The data set used in the present work was same as used by Yu et al (2004) for developing the method CELLO. The data set was generated from SWISS- PROT release 40.29, consisted of a total of 1443 proteins, 1302 localized in single subcellular site and 141 proteins resident at multiple locations. However, for devloping PSLpred, 141 proteins residing in more then one subcellular location were excluded and 1302 proteins (248 cytoplasmic, 268 inner membrane, 244 periplasmic, 352 outher membrane, and 190 extracellular) having single subcellular localization were used for the prediction of subcellular localization of prokaryotic proteins.


Performance of Modules of PSLpred

i) Amino acid composition A SVM module developed on the basis of amino acid composition in a protein has achieved best results with the RBF kernel (g=100, c=2, j=1).
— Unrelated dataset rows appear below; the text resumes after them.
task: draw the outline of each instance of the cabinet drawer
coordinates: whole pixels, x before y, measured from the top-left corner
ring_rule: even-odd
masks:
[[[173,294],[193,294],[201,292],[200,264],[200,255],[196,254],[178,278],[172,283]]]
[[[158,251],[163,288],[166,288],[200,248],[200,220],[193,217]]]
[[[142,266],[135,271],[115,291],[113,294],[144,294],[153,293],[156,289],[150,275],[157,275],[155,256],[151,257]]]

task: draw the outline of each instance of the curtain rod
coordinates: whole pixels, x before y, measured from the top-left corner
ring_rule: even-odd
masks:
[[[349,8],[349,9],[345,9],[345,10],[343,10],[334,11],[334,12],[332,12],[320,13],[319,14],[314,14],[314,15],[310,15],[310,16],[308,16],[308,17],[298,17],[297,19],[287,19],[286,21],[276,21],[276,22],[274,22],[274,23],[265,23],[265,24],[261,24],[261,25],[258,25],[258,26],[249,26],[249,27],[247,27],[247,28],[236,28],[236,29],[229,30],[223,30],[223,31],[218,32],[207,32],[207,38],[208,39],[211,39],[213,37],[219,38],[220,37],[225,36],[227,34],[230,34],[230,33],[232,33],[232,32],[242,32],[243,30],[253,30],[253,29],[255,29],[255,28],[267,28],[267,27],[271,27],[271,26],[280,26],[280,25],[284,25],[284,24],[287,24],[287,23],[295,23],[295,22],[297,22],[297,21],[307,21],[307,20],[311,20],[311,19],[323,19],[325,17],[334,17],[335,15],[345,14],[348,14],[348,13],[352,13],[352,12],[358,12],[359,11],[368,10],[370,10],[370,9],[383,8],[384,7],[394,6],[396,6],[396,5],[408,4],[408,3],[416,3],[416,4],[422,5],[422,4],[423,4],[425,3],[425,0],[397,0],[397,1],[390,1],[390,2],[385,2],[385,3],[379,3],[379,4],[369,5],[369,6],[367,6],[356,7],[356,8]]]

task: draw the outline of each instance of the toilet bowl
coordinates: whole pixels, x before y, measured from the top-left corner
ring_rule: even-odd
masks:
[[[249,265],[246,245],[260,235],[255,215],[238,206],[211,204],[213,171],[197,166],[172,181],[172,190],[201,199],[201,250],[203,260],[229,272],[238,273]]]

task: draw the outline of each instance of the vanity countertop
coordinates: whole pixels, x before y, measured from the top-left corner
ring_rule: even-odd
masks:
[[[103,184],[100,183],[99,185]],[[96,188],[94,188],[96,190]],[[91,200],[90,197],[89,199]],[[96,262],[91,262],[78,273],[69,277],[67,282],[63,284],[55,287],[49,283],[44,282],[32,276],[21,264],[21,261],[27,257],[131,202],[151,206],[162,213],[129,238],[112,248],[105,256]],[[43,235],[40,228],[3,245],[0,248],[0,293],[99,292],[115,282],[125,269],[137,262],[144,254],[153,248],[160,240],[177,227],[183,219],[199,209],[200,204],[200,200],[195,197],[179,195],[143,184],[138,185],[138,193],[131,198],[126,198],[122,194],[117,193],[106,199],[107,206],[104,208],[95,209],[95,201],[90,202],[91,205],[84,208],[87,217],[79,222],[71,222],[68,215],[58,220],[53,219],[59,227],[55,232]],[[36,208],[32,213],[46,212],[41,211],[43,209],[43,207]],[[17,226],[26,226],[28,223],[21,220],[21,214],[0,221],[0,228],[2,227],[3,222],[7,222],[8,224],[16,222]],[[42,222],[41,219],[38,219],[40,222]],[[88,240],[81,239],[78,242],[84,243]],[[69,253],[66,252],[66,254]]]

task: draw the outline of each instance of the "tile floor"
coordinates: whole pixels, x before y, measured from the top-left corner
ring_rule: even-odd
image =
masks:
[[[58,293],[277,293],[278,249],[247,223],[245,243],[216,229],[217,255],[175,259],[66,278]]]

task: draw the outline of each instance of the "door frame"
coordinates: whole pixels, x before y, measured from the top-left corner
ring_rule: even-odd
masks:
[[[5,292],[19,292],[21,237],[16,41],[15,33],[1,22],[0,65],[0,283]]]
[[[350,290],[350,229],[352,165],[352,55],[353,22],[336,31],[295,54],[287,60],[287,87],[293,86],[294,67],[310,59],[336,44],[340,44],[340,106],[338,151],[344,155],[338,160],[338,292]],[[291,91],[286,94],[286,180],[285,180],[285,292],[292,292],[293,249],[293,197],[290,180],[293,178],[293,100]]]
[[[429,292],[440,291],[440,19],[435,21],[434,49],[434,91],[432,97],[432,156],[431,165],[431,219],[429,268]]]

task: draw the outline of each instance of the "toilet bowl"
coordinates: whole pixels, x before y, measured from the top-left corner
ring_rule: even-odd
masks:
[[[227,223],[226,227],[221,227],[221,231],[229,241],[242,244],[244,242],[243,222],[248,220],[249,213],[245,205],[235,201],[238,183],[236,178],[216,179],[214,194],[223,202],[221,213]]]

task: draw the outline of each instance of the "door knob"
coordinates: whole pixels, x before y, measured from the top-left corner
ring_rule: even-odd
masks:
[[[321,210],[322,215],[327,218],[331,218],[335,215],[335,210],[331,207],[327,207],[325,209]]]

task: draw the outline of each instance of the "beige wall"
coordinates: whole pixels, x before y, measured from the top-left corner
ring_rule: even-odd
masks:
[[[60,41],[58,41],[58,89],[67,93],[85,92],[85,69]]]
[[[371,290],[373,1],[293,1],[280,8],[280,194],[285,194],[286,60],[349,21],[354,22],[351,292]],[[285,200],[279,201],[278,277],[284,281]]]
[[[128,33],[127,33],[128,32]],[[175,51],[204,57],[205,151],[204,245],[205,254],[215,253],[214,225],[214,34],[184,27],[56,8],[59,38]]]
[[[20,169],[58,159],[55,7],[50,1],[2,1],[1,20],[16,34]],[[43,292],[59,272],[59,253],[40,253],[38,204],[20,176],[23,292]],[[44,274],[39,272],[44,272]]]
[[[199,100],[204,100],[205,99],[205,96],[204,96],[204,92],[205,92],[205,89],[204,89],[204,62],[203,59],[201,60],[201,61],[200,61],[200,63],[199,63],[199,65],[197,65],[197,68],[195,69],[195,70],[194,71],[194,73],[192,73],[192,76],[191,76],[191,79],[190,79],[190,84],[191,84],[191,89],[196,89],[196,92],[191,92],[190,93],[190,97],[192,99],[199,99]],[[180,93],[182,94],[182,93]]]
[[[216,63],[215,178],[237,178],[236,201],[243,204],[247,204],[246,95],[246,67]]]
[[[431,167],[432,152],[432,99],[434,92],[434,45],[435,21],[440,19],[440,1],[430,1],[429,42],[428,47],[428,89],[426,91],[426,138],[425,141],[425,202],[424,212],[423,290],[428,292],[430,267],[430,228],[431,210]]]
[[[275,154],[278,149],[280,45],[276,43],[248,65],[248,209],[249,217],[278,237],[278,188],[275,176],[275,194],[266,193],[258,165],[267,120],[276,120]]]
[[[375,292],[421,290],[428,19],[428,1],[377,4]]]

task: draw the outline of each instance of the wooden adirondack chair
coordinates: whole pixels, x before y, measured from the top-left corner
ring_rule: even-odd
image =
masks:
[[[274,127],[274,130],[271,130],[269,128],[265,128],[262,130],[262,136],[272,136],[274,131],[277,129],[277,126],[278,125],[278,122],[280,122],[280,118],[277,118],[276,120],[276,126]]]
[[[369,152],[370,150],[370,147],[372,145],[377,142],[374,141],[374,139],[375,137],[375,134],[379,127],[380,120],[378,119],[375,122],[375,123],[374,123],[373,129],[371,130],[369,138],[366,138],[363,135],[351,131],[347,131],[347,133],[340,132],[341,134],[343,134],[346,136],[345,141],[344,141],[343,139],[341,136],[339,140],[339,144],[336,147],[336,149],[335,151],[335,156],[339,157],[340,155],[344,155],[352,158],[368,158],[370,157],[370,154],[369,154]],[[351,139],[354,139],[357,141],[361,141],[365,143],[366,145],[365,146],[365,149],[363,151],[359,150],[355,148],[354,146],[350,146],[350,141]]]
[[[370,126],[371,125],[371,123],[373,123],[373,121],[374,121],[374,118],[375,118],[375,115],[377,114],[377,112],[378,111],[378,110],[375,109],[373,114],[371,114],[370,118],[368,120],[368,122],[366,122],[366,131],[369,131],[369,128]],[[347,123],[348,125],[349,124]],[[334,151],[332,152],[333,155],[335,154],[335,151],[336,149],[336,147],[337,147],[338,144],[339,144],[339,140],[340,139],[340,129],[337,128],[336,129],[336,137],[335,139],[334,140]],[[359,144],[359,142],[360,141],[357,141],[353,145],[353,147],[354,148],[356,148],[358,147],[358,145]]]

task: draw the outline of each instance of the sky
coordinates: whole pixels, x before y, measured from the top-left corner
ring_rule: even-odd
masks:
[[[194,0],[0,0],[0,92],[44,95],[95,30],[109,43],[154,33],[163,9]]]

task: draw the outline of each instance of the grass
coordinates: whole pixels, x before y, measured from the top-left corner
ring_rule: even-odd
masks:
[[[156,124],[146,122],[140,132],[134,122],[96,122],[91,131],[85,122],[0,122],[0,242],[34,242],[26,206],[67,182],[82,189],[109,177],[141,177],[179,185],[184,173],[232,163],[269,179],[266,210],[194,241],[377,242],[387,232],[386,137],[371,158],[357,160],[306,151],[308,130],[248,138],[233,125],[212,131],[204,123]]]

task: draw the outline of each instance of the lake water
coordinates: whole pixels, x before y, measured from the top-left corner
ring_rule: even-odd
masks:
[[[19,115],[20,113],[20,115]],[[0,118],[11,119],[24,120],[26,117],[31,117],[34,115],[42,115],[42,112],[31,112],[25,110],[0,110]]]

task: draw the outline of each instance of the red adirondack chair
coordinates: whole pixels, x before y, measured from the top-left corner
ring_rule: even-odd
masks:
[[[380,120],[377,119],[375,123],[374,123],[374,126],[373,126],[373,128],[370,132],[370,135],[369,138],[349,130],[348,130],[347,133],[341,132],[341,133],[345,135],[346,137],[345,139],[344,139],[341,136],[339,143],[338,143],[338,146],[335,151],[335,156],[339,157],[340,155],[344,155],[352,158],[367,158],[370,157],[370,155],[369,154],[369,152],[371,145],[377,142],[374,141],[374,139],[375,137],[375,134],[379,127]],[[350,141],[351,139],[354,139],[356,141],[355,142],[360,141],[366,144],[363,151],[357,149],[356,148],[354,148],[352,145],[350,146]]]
The calculation of amino acid composition generates the 20 dimensional input vectors for each protein sequence which were used to train five types of SVM models for the five types of subcellular localizations. The composition based SVM module was predicted with an overall accuracy of 86%.
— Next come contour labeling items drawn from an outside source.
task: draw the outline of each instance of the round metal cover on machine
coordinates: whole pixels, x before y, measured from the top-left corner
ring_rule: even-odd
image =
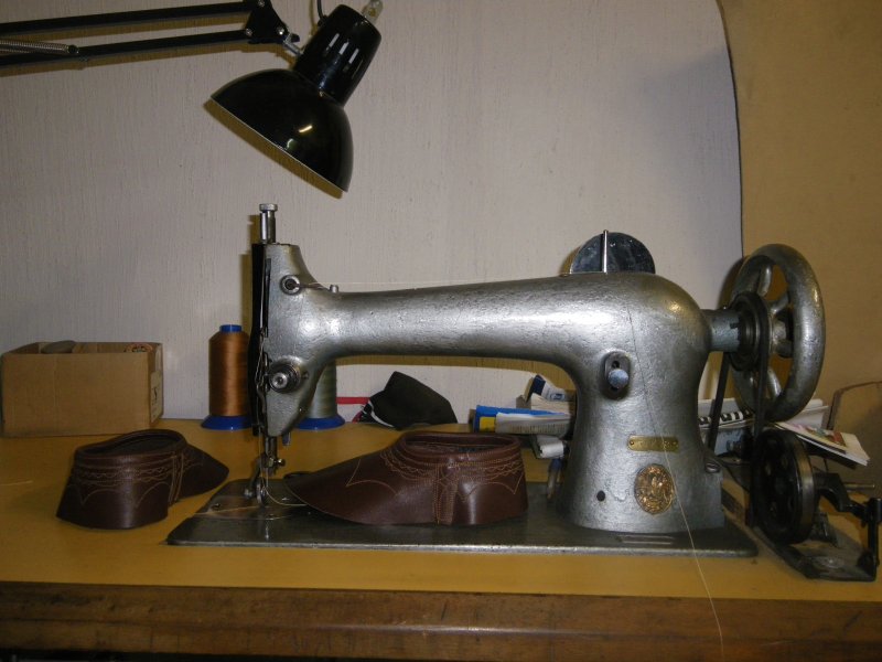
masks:
[[[605,269],[604,269],[605,241]],[[570,263],[570,274],[644,271],[655,274],[655,261],[639,239],[621,232],[603,232],[582,244]]]

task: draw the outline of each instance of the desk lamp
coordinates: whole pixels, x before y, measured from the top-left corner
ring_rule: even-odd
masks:
[[[363,13],[341,4],[323,15],[302,49],[270,0],[241,0],[195,7],[89,14],[0,23],[0,68],[108,56],[163,52],[217,44],[277,44],[297,56],[292,70],[270,70],[229,83],[212,99],[289,157],[346,191],[352,177],[352,131],[343,105],[364,76],[380,42],[373,22],[381,10],[370,0]],[[11,39],[11,35],[68,33],[94,28],[159,23],[246,14],[245,28],[227,32],[170,36],[77,47]]]

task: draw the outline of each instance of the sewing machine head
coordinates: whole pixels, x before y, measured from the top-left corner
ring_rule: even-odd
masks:
[[[754,253],[721,310],[701,310],[655,274],[609,269],[349,293],[319,285],[297,246],[275,242],[271,212],[262,210],[263,241],[254,253],[252,410],[266,439],[287,435],[322,370],[343,356],[552,363],[578,397],[558,511],[591,528],[670,533],[723,524],[721,466],[698,427],[710,352],[725,353],[746,404],[771,420],[799,412],[817,383],[820,293],[807,263],[786,246]],[[775,268],[786,290],[770,301]],[[771,356],[788,361],[784,381]]]

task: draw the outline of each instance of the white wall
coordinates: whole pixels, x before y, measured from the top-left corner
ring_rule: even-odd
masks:
[[[172,3],[3,2],[0,21]],[[308,32],[308,0],[275,7]],[[280,206],[278,239],[343,290],[548,276],[606,228],[641,238],[659,274],[717,306],[741,243],[714,0],[387,0],[378,26],[346,107],[356,154],[343,197],[206,110],[234,77],[286,66],[269,52],[0,70],[0,351],[160,341],[166,416],[204,416],[208,338],[250,322],[260,202]],[[399,369],[464,419],[546,372],[426,363],[346,362],[338,393],[369,395]]]

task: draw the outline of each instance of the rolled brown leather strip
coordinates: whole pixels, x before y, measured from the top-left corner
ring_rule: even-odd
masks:
[[[135,528],[163,520],[169,505],[219,485],[227,473],[174,430],[138,430],[74,451],[55,514],[80,526]]]
[[[505,435],[407,433],[286,483],[315,510],[362,524],[488,524],[527,510],[520,441]]]

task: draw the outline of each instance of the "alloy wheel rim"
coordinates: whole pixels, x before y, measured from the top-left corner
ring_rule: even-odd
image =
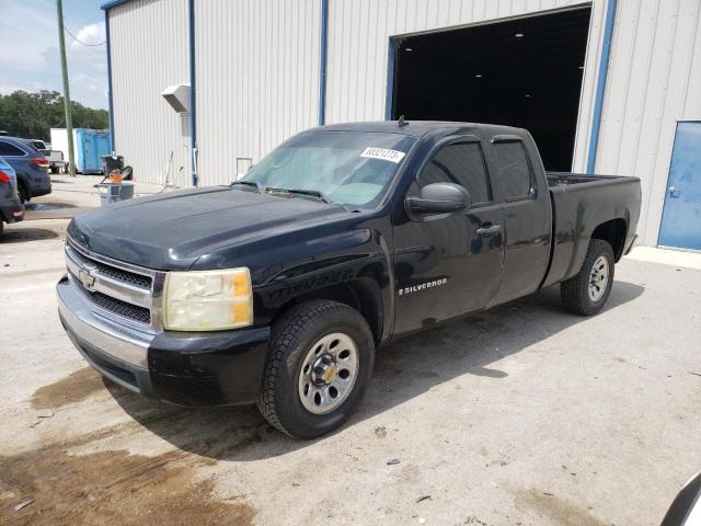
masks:
[[[599,255],[589,273],[589,299],[599,301],[606,294],[609,284],[609,261],[604,255]]]
[[[312,414],[338,408],[350,395],[358,376],[358,347],[347,334],[334,332],[314,343],[299,370],[299,399]]]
ii) Dipeptide composition The dipeptide composition based SVM module encompasses the information about amino acid composition along local order of amino acid.It uses the fixed pattern length of a vector with 400 dimensions. The dipeptide composition based SVM module with the RBF kernel (g=300, C=2) was predicted with an overall accuracy of 86%.

iii) Composition of physicochemical properties The calculation of composition of physico-chemical properties of the protein sequences generates input vector of 33 dimensions for each sequence. The overall accuracy of properties based SVM module is 83%,~3% lesser then amino acid composition based SVM module.
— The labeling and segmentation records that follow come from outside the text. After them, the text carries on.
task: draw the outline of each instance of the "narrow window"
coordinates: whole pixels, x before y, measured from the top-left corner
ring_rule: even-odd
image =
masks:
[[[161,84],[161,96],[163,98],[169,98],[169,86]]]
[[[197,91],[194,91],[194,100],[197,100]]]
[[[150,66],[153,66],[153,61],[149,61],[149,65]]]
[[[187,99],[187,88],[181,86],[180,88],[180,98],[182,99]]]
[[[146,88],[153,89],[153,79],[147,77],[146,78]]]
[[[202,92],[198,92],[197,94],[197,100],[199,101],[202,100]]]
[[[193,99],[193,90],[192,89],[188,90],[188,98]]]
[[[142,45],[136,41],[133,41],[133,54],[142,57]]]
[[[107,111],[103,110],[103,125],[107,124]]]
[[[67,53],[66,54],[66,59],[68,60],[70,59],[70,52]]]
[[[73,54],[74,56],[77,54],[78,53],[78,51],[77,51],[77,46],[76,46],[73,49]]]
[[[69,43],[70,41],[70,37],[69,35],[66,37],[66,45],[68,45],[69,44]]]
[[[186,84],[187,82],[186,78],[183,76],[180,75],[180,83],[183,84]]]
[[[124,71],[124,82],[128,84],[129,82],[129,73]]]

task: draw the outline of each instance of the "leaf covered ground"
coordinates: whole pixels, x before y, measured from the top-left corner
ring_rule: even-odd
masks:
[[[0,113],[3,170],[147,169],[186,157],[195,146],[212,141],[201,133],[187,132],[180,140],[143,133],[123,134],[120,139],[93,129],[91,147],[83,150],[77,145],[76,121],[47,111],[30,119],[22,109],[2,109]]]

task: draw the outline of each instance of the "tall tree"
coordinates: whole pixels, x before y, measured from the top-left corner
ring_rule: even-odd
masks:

iv) Similarity-search based module The performance of the PSI-BLAST based module was also evaluated through 5-fold cross-validation. The performance of this module is poorer as compared to other modules developed in the present study. The SVM module based on this approach was able to predict the subcellular localization of the proteins with overall accuracy of 68%.


Hybrid Module

It encompassed the information about composition and similarity search based module and achieved an overall accuracy of 91.2% (g=25, C=4) , which is 5-8% higher than individual compositions based modules. It proves hybrid module is able to encapsulate more information, which successfully improves the reliability of prediction accuracy. These results confirmed that detection of subcellular localization of proteins requires wide range of information about a protein.

Subcellular localization Accuracy (%)  MCC
Cytoplasmic 90.7 0.86
Extracellular 86.8 0.88
Inner-membrane 90.3 0.90
Outer-membrane 95.2 0.95
Periplasmic 90.6 0.89


Reliability Index (RI)

In order to confirm the prediction reliability, RI assignment was carried out for the hybrid module and 90% and 98.1% of accuracy was obtained with RI=4 and 5 respectively. It has also been observed that ~74% of the sequences have RI=5. Hence, the present method can predict subcellular localization of prokaryotic proteins more reliably.


Comparison with other methods
The performance of the hybrid module developed in the present study was compared with methods such as CELLO, PSORT-B, which were also developed from the same data set. It has been observed that overall performance of the hybrid module is nearly 2% higher than CELLO and 16% higher than that of PSORT-B. Hence it can be mentioned here that present method is more accurate for the subcellular localization of prokaryotic proteins.